Choisir de représenter, une énième fois, une des pièces les plus réputées de Molière, c’est accepter de jouer devant un public qui vous attendra au tournant. "Le malade imaginaire" est un théâtre vu et revu. Pour conquérir des spectateurs de plus en plus exigeants, il va falloir faire preuve d’un certain talent.



© Éric Didym.
© Éric Didym.
Le rideau s’ouvre sur André Marcon, sous les traits d’Argan, en train de faire ses comptes. Déjà, le sourire nous monte aux lèvres, suivi de près du rire. Tout autour du comédien, le décor est présent, joli, pas trop chargé ; il n’est là que pour accompagner l’œuvre. Il en est de même pour ce qui concerne les costumes, esthétiques et légers. Tout est fait pour mettre en valeur l’intrigue ainsi que les acteurs. La scénographie se place au second plan de la comédie.

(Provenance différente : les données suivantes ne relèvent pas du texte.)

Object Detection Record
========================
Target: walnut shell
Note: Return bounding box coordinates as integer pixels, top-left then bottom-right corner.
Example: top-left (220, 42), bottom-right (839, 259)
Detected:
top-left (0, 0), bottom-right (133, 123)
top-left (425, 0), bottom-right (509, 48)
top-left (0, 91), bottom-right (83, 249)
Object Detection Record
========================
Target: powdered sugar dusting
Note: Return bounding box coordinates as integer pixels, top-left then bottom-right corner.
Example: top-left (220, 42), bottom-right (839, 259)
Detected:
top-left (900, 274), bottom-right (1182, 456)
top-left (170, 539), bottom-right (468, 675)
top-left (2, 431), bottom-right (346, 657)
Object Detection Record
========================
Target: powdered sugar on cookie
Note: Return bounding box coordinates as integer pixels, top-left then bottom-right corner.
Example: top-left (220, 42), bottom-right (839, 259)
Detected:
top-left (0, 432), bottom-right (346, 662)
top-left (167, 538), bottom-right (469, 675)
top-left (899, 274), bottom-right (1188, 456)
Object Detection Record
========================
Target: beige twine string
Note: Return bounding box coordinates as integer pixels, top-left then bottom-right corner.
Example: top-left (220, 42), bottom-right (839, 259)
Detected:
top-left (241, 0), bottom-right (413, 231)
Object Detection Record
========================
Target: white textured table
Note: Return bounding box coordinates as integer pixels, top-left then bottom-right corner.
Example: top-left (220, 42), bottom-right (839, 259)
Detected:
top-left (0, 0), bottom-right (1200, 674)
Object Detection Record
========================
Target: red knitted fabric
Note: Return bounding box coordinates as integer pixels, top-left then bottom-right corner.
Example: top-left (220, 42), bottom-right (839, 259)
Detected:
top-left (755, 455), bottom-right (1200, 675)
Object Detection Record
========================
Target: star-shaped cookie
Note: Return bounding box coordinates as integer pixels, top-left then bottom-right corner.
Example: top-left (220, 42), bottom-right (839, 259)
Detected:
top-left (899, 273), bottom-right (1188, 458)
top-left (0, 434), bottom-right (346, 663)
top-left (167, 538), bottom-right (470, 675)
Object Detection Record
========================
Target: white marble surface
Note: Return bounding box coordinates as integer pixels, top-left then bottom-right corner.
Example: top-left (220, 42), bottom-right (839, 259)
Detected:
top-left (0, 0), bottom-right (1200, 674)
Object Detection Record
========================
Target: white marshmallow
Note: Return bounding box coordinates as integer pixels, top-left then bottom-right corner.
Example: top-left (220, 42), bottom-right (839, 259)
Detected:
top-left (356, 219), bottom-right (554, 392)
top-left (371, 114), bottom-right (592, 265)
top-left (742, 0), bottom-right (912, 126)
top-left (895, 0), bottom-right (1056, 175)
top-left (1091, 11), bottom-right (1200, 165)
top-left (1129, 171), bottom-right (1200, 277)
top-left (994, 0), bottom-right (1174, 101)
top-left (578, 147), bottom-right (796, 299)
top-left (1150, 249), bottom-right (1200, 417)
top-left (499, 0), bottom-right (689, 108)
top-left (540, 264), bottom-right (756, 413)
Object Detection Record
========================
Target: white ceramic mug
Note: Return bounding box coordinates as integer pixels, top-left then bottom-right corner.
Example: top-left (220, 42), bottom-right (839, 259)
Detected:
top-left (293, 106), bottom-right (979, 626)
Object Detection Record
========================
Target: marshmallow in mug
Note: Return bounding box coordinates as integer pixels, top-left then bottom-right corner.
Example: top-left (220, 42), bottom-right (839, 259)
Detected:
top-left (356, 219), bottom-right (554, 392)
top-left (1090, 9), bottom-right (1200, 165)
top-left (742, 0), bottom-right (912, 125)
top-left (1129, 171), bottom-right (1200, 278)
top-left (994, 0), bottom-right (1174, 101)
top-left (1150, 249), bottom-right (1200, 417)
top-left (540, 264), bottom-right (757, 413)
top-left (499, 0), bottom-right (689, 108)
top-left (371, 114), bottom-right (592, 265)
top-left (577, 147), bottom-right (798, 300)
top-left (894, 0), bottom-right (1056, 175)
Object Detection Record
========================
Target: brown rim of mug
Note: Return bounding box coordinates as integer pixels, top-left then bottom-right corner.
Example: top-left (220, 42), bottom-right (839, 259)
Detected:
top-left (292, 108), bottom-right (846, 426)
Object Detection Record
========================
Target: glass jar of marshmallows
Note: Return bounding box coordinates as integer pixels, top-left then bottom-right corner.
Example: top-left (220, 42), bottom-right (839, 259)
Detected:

La représentation est tout simplement géniale. Chacun des comédiens campe son personnage à la perfection. Tous proposent une semblable qualité de jeu, ils sont au même niveau et celui-ci est très haut. Angélique et Thomas Diafoirus sont les deux caractères les plus voyants car les plus extravagants au niveau de la mise en scène, mettant donc en avant leurs interprètes.

Jeanne Lepers, grande blonde longiligne, joue le rôle d’Angélique, la fille aînée d’Argan. Sa posture, sa gestuelle, son intonation de voix, tout son corps est engagé dans la volonté burlesque du spectacle. Nous ne sentons aucune retenue ni aucune pudeur dans son jeu, elle s’offre totalement. Elle incarne à merveille le personnage de cette jeune femme, pleine de volonté et sûre d’elle-même. Un très beau personnage moliéresque.

© Éric Didym.
© Éric Didym.
Bruno Ricci est tout aussi impressionnant dans l’interprétation qu’il fait de trois personnages différents. Il joue le rôle du notaire, celui de Monsieur Fleurant et de Thomas Diafoirus. Pour ce dernier, il emprunte les codes du bouffon et alors, chacune de ses répliques, chacune de ses interventions, est formidablement drôle.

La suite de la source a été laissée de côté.